Seven volunteering options for the time poor
Here’s how to make a real difference as a volunteer without scrambling your schedule.
If you have professional and personal commitments to juggle, finding time to volunteer can be tricky. But carving out space in your diary for volunteering is worth it, according to research.
As well as enjoying physical and mental health benefits, including the alleviation of depression, people who volunteer actually feel less rushed than those who don’t. Experts say that’s because volunteers feel more capable and confident, which changes the way they perceive time.
You don’t need to devote every spare hour to volunteering, either: researchers say even a modest contribution can make you feel more ‘time affluent’.
Keen to give it a go? There’s no shortage of local organisations that are happy to sign up volunteers for one weekly shift or less. Here are seven ideas.

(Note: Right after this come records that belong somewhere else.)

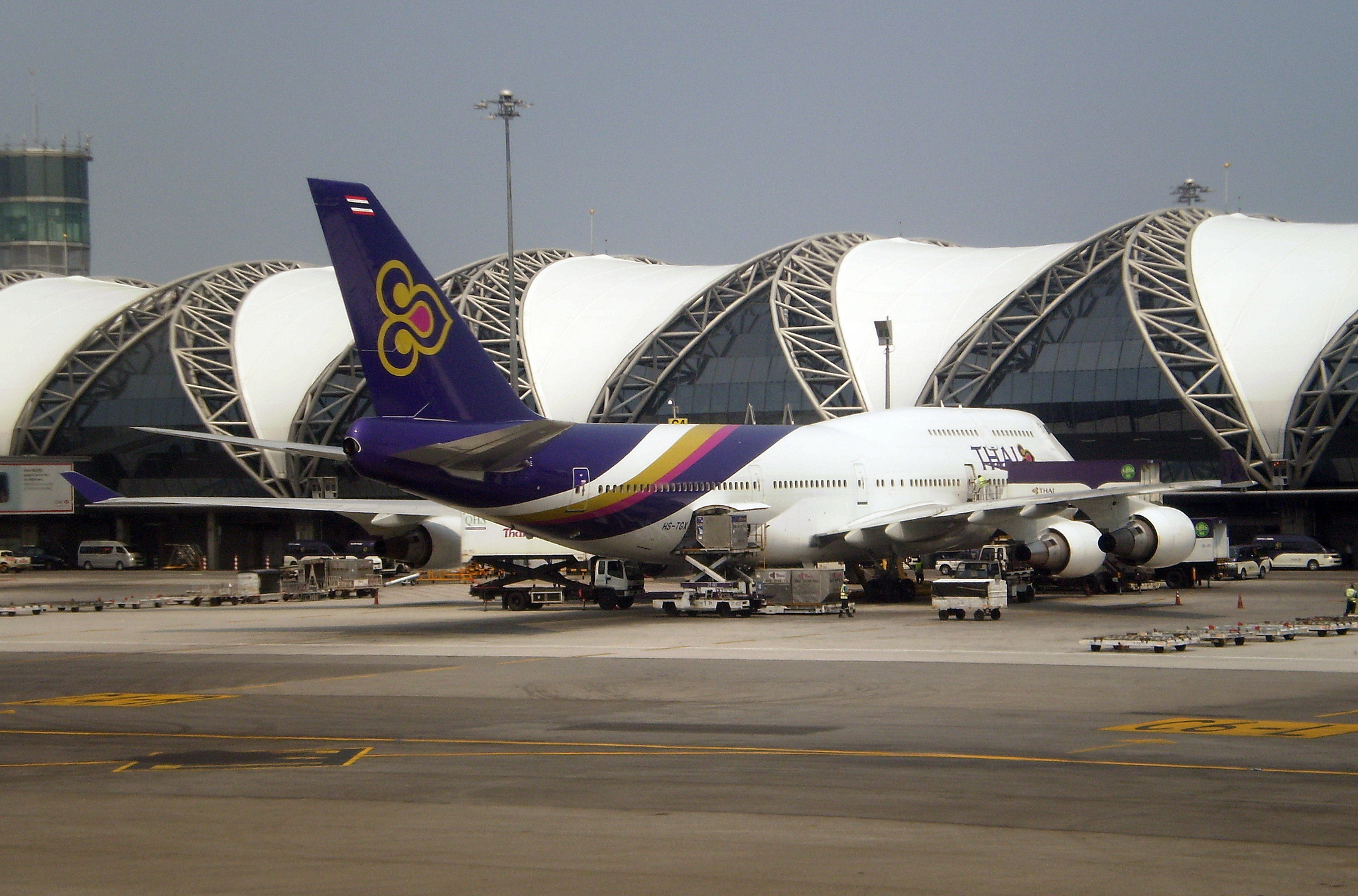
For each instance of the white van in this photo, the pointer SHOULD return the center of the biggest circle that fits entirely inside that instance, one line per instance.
(107, 555)
(1294, 551)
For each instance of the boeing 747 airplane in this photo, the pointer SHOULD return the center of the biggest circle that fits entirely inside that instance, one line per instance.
(450, 429)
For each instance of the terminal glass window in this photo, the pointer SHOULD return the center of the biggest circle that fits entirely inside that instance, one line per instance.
(1087, 374)
(738, 363)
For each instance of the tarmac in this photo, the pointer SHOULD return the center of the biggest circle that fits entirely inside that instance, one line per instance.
(431, 746)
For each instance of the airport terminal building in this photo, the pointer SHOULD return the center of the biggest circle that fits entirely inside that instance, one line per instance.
(1172, 335)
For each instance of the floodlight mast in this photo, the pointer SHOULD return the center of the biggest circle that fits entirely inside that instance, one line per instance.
(886, 341)
(1190, 192)
(505, 106)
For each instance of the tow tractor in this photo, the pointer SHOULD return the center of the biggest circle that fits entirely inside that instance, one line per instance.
(613, 584)
(981, 590)
(723, 551)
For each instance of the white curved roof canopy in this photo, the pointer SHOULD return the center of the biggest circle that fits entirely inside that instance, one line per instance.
(46, 319)
(287, 331)
(932, 294)
(582, 317)
(1274, 294)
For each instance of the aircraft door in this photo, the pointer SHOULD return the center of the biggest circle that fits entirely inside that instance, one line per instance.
(580, 475)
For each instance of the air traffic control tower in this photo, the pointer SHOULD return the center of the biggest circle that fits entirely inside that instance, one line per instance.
(45, 208)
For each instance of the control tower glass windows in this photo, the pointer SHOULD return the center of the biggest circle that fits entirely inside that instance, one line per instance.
(738, 363)
(37, 174)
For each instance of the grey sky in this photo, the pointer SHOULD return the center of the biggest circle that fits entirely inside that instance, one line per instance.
(701, 133)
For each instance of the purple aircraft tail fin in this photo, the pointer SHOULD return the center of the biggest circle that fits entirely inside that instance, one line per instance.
(417, 353)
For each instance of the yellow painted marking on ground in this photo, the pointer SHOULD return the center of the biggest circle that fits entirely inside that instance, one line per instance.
(1123, 743)
(317, 758)
(1239, 726)
(697, 750)
(79, 656)
(45, 765)
(1345, 713)
(345, 678)
(121, 699)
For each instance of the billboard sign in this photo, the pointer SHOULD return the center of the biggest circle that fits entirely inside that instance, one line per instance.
(36, 486)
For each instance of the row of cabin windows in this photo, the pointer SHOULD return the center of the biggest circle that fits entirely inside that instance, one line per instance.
(635, 488)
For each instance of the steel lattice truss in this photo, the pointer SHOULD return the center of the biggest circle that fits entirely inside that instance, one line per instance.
(632, 386)
(1323, 404)
(86, 366)
(200, 344)
(804, 321)
(19, 274)
(1164, 304)
(131, 282)
(970, 368)
(484, 303)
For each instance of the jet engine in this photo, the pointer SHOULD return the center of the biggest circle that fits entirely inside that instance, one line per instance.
(436, 543)
(1154, 537)
(1068, 549)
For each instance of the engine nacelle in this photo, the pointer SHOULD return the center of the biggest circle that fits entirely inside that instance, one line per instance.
(1068, 549)
(436, 543)
(1156, 537)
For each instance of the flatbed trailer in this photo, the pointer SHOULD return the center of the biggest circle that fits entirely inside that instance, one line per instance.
(977, 598)
(724, 599)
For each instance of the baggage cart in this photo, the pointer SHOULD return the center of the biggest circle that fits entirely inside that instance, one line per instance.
(978, 598)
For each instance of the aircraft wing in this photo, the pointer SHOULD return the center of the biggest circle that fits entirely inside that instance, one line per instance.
(264, 444)
(381, 512)
(1027, 506)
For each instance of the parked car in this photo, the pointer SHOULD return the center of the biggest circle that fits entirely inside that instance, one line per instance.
(41, 558)
(1296, 551)
(107, 555)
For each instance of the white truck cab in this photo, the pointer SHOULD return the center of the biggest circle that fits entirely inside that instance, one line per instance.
(11, 563)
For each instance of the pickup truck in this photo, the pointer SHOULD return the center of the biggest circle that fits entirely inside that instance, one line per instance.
(11, 563)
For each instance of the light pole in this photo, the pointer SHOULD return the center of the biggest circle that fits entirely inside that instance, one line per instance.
(1190, 192)
(885, 341)
(505, 107)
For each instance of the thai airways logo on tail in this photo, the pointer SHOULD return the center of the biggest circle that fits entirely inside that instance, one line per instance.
(417, 323)
(418, 356)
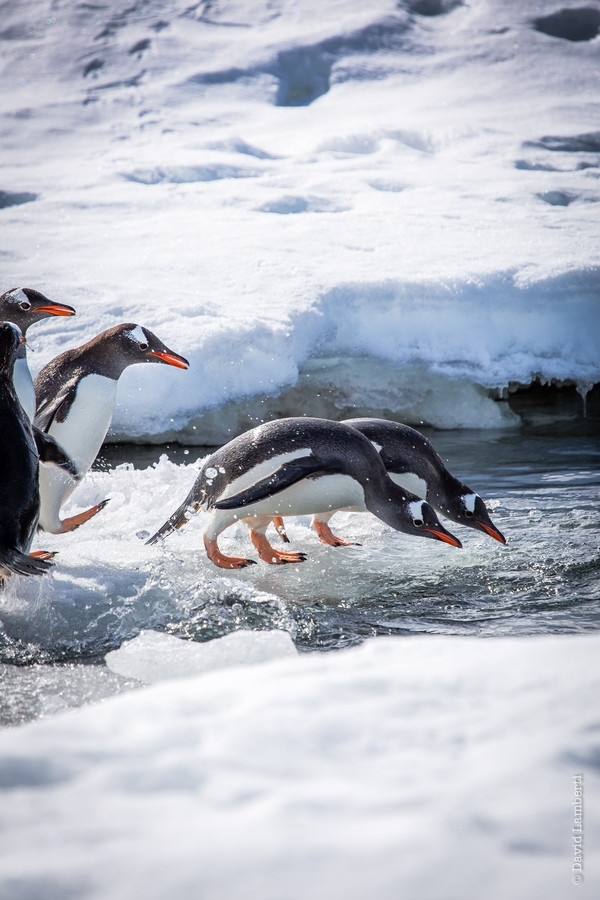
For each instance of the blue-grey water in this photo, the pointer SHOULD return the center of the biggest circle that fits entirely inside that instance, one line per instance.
(542, 483)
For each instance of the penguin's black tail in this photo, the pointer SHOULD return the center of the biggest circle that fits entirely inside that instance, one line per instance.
(18, 563)
(180, 517)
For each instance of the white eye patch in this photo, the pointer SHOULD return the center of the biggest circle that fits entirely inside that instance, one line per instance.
(137, 335)
(417, 512)
(469, 502)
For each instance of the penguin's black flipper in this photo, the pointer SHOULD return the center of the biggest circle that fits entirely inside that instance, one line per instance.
(21, 564)
(53, 406)
(180, 517)
(288, 474)
(51, 452)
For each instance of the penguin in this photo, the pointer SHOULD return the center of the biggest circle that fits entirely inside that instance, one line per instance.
(296, 466)
(21, 448)
(75, 395)
(24, 307)
(414, 464)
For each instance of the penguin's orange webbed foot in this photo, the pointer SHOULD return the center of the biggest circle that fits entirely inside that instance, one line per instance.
(280, 528)
(225, 562)
(74, 522)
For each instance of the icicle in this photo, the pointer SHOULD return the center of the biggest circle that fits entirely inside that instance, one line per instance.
(583, 389)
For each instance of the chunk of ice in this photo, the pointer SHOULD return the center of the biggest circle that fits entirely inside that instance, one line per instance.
(154, 656)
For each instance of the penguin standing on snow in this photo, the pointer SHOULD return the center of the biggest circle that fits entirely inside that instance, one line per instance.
(76, 395)
(24, 307)
(413, 463)
(297, 466)
(21, 448)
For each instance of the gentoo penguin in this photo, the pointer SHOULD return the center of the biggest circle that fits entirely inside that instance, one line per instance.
(413, 463)
(75, 395)
(24, 307)
(297, 466)
(21, 448)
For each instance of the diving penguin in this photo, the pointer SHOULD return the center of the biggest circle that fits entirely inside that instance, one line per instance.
(413, 463)
(297, 466)
(75, 395)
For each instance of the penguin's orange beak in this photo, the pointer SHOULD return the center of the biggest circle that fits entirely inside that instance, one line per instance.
(492, 531)
(56, 309)
(171, 359)
(444, 536)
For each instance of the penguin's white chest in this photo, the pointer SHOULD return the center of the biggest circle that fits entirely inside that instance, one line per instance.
(83, 431)
(24, 388)
(310, 496)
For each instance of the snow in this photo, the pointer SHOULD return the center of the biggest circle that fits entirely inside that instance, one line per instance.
(154, 657)
(438, 767)
(338, 209)
(286, 192)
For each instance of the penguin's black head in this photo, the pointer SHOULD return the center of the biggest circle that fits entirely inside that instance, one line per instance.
(411, 515)
(140, 345)
(471, 511)
(11, 339)
(24, 307)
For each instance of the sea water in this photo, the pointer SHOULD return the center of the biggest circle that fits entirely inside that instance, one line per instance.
(541, 485)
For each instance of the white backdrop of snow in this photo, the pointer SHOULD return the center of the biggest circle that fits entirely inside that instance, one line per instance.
(425, 218)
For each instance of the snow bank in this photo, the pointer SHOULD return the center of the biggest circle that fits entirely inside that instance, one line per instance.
(409, 189)
(433, 767)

Use your existing skills to change lives
Have you ever wished your job had ‘more meaning’? Well, even if you’re not saving lives, you can use your office skills to change lives by volunteering with a charity such as Wheelchair Sports NSW/ACT. Wheelchair Sports welcomes volunteers with skills such as marketing, IT/database, research, design and analysis to lend their expertise to the organisation, which provides sport-participation opportunities for people living with diasabilities. You can also assist at sporting events such as:
- Wheelchair Aussie Rules
- Wheelchair Tennis
- Frame Running
- Disability Lawn Bowls, and
Credit: Karen Watson
Support those with learning disabilities
You don’t need training or lots of free time to support people with learning disabilities: in fact, many organisations in this sector are under-resourced and are keen for any help you can offer. Check out the listings at Seek Volunteer and Go Volunteer for disability-services opportunities of all shapes and sizes. One great example is Gig Buddies; as a volunteer, you’ll accompany your buddy to one live-music event per month, providing both friendship and practical assistance. Volunteers and beneficiaries are carefully matched up based on factors such as musical tastes, geographical location and age.
Care for the elderly
While many jobs in the aged-care sector require a qualification or specialised training, volunteers play their part, too, particularly with administration. If you’re keen to make a difference, consider contacting one of the not-for-profit operations in this space, such as HammondCare Darlinghurst, which offers comprehensive support to older people with complex care needs who are experiencing homelessness or are at risk of homelessness.
Keep young adults safe
Are your daytimes too busy for volunteering? Then an after-dark charity could fit the bill. Several NSW organisations focus on improving safety in our nightlife precincts, including Stay Kind, which provides somewhere for young people to rest their feet, get rehydrated, charge their phones, get first aid, find transport home or wait for friends. Stay Kind operates two ‘Take Kare Safe Spaces’ in inner-city Sydney on Friday and Saturday nights and also has a team of roving Ambassadors.
Prepare food and provide hope
Homeless shelters and youth services often need extra pairs of hands at mealtimes, not only to prepare food but also to serve it. NSW Meals on Wheels relies on volunteers, too – including those who can only commit to one shift per week. The organisation, which has been delivering food to elderly people and those with limited mobility for over 60 years, is about much more than meals: its volunteers also provide companionship and conversation for members of our community who may not have anyone else.